Abbildung 2: Ablauf der Zellgewinnung aus dem Fettgewebe der Ratte. A: Entnahme des Fettgewebes, B: Zerkleinerung des Fettgewebes, C: Zugabe des Enzyms und Aufbereitung in der Zentrifuge, D: Entnahme der SVF oder Kultivierung.

1.3 Fibrin-Kleber als Zellträger und dessen Verwendung in der Klinik

Therapiekonzepte in der regenerativen Medizin haben das Ziel, bestimmte Gewebe oder Organe zu reparieren, auszutauschen oder die Regeneration durch das Einbringen von Vorläuferzellen, die zur Bildung von neuem Gewebe fähig sind, zu beschleunigen.
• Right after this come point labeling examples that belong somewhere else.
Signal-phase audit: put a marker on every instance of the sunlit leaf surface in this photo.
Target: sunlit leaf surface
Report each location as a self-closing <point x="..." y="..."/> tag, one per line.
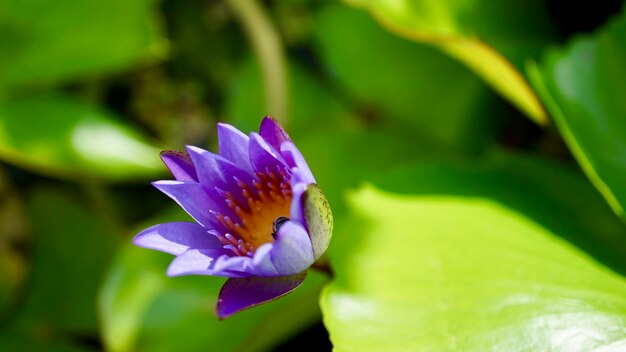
<point x="454" y="273"/>
<point x="491" y="37"/>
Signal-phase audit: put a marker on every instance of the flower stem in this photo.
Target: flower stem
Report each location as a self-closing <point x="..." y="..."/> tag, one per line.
<point x="267" y="43"/>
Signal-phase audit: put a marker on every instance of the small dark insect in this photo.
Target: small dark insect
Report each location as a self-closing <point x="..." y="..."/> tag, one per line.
<point x="277" y="224"/>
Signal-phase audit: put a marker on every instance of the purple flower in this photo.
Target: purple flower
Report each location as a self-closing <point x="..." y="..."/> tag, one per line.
<point x="261" y="220"/>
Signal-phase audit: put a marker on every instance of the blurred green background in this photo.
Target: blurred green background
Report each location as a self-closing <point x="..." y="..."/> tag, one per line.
<point x="473" y="152"/>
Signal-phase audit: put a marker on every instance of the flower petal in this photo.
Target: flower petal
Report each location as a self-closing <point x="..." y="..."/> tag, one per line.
<point x="218" y="172"/>
<point x="319" y="219"/>
<point x="233" y="145"/>
<point x="291" y="252"/>
<point x="196" y="199"/>
<point x="176" y="237"/>
<point x="264" y="157"/>
<point x="180" y="165"/>
<point x="207" y="167"/>
<point x="273" y="132"/>
<point x="196" y="262"/>
<point x="238" y="294"/>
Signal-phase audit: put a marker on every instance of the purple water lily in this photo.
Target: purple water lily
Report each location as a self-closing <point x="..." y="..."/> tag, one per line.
<point x="262" y="221"/>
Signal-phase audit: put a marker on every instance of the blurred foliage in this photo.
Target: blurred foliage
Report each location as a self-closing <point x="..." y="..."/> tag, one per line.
<point x="583" y="88"/>
<point x="477" y="229"/>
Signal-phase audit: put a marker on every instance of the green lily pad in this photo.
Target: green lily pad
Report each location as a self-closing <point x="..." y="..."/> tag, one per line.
<point x="389" y="78"/>
<point x="59" y="136"/>
<point x="491" y="37"/>
<point x="583" y="86"/>
<point x="426" y="272"/>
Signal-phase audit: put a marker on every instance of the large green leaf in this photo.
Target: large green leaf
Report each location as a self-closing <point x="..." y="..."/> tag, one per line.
<point x="558" y="198"/>
<point x="47" y="42"/>
<point x="437" y="273"/>
<point x="386" y="77"/>
<point x="143" y="309"/>
<point x="583" y="86"/>
<point x="491" y="37"/>
<point x="56" y="135"/>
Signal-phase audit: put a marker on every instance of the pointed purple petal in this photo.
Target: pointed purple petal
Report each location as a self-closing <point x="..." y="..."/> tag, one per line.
<point x="206" y="165"/>
<point x="292" y="251"/>
<point x="233" y="145"/>
<point x="319" y="219"/>
<point x="180" y="165"/>
<point x="263" y="156"/>
<point x="197" y="262"/>
<point x="294" y="159"/>
<point x="242" y="293"/>
<point x="216" y="171"/>
<point x="273" y="132"/>
<point x="196" y="199"/>
<point x="176" y="237"/>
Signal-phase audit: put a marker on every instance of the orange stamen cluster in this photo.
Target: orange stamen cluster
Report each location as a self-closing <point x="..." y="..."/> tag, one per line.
<point x="268" y="198"/>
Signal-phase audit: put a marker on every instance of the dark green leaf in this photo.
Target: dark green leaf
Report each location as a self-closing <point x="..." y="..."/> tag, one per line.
<point x="48" y="42"/>
<point x="583" y="86"/>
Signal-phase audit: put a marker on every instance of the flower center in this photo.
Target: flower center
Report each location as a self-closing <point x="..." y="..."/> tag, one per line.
<point x="267" y="204"/>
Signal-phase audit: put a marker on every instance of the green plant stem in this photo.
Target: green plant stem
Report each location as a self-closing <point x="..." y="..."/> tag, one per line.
<point x="267" y="44"/>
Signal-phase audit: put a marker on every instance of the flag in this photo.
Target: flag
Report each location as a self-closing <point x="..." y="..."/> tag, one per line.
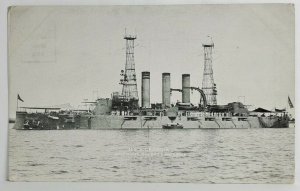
<point x="290" y="102"/>
<point x="19" y="98"/>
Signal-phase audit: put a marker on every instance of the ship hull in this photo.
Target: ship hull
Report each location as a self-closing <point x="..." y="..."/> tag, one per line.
<point x="149" y="122"/>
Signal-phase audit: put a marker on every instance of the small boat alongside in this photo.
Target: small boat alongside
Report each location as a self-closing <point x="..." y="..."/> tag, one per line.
<point x="172" y="126"/>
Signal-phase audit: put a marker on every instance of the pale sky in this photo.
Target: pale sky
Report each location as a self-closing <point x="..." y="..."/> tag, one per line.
<point x="64" y="54"/>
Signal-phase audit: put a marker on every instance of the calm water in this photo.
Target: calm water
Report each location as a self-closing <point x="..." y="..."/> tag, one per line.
<point x="195" y="155"/>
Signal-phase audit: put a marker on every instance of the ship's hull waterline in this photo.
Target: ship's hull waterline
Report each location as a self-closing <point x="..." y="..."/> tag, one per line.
<point x="149" y="122"/>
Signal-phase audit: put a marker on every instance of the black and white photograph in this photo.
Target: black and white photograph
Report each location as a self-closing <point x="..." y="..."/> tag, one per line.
<point x="152" y="93"/>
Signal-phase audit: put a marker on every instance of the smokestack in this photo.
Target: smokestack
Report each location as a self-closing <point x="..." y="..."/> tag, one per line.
<point x="146" y="89"/>
<point x="185" y="88"/>
<point x="166" y="89"/>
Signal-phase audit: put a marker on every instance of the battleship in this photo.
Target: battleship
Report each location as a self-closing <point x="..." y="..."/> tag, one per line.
<point x="123" y="111"/>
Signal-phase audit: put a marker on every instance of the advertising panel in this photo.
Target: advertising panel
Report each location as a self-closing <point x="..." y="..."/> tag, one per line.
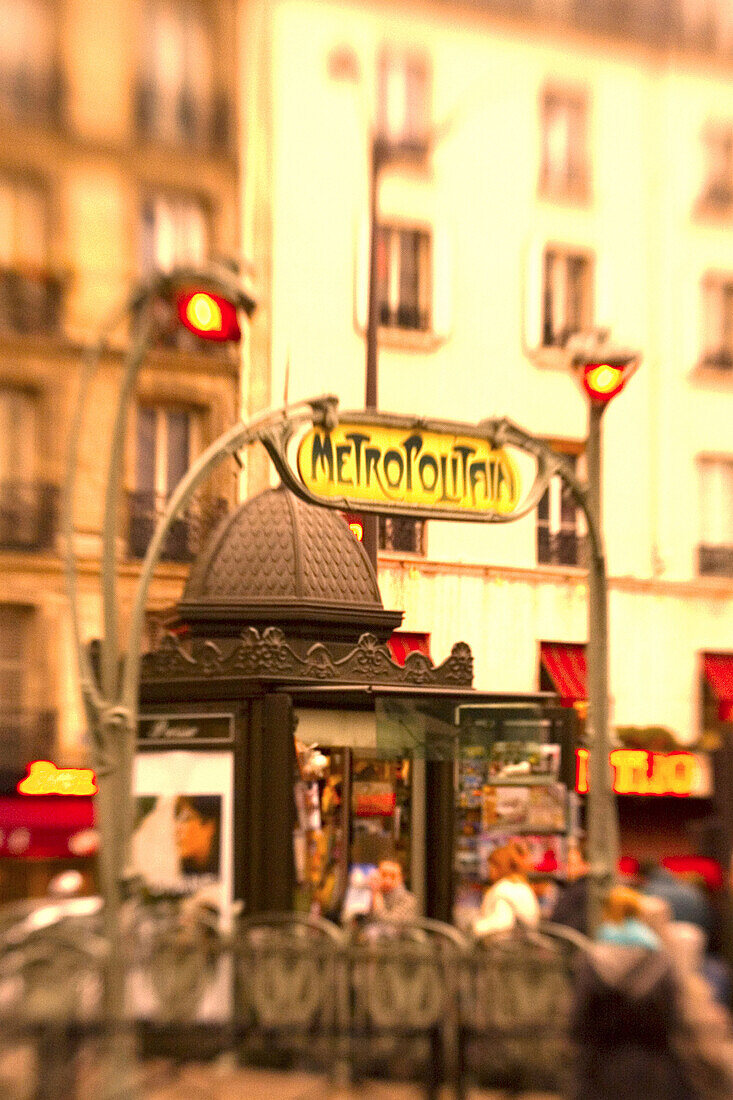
<point x="182" y="842"/>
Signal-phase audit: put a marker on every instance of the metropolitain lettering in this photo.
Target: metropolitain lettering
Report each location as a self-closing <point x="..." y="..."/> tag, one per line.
<point x="402" y="465"/>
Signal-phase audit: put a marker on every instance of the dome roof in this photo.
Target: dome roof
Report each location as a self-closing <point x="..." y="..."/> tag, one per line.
<point x="279" y="560"/>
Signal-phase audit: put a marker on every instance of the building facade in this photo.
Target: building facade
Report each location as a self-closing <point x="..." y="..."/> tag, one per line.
<point x="551" y="169"/>
<point x="118" y="157"/>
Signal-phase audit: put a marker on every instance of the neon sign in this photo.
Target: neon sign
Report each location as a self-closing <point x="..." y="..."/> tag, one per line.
<point x="45" y="778"/>
<point x="638" y="771"/>
<point x="430" y="470"/>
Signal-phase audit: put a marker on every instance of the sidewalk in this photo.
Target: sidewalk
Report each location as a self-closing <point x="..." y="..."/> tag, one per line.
<point x="205" y="1082"/>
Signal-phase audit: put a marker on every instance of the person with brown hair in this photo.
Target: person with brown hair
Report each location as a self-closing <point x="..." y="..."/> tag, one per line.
<point x="625" y="1015"/>
<point x="623" y="921"/>
<point x="510" y="900"/>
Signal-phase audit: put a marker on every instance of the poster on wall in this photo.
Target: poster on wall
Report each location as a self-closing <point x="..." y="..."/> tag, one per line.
<point x="182" y="842"/>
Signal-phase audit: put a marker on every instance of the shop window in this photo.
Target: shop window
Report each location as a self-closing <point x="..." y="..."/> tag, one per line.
<point x="718" y="322"/>
<point x="175" y="99"/>
<point x="560" y="527"/>
<point x="163" y="450"/>
<point x="564" y="168"/>
<point x="402" y="534"/>
<point x="403" y="100"/>
<point x="567" y="296"/>
<point x="718" y="187"/>
<point x="30" y="294"/>
<point x="30" y="78"/>
<point x="404" y="283"/>
<point x="715" y="549"/>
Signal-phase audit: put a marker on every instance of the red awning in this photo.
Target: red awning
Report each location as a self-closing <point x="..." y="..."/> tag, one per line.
<point x="46" y="827"/>
<point x="566" y="666"/>
<point x="719" y="674"/>
<point x="402" y="644"/>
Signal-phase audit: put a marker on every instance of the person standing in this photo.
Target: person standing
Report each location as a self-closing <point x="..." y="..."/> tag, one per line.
<point x="626" y="1014"/>
<point x="510" y="900"/>
<point x="570" y="908"/>
<point x="391" y="899"/>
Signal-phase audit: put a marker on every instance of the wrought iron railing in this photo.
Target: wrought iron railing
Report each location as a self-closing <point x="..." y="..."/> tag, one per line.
<point x="24" y="736"/>
<point x="715" y="561"/>
<point x="30" y="301"/>
<point x="29" y="515"/>
<point x="187" y="532"/>
<point x="415" y="1001"/>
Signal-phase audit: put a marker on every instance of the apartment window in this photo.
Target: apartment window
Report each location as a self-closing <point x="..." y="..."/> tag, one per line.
<point x="30" y="79"/>
<point x="175" y="96"/>
<point x="403" y="100"/>
<point x="164" y="444"/>
<point x="175" y="231"/>
<point x="402" y="534"/>
<point x="14" y="626"/>
<point x="404" y="277"/>
<point x="567" y="296"/>
<point x="30" y="295"/>
<point x="718" y="322"/>
<point x="715" y="550"/>
<point x="560" y="525"/>
<point x="718" y="188"/>
<point x="564" y="169"/>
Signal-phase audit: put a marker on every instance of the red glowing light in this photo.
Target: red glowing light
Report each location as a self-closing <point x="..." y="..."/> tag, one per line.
<point x="208" y="316"/>
<point x="637" y="771"/>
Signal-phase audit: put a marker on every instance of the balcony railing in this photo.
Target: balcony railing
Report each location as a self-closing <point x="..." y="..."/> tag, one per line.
<point x="187" y="532"/>
<point x="30" y="95"/>
<point x="29" y="515"/>
<point x="26" y="736"/>
<point x="30" y="301"/>
<point x="715" y="561"/>
<point x="193" y="121"/>
<point x="565" y="547"/>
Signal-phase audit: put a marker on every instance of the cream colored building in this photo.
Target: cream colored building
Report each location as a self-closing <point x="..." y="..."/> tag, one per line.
<point x="559" y="174"/>
<point x="118" y="156"/>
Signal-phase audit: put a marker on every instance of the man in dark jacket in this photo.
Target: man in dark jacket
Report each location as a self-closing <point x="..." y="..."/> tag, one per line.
<point x="571" y="905"/>
<point x="624" y="1019"/>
Da die direkte Injektion von Vorläuferzellen an die Stelle der Verletzung zu einer schlechten, dauerhaften Einwachsrate führt und eine beträchtliche Anzahl verloren geht, werden Gerüste aus verschiedenen Materialien als Zellträger verwendet. Der ideale Zellträger sollte biokompatibel sein, ähnliche mechanische Eigenschaften wie das natürliche Gewebe haben und bei Implantation keine Entzündungsreaktion hervorrufen. Außerdem sollte er eine Zellanhaftung, Zellproliferation und Zelldifferenzierung ermöglichen [62].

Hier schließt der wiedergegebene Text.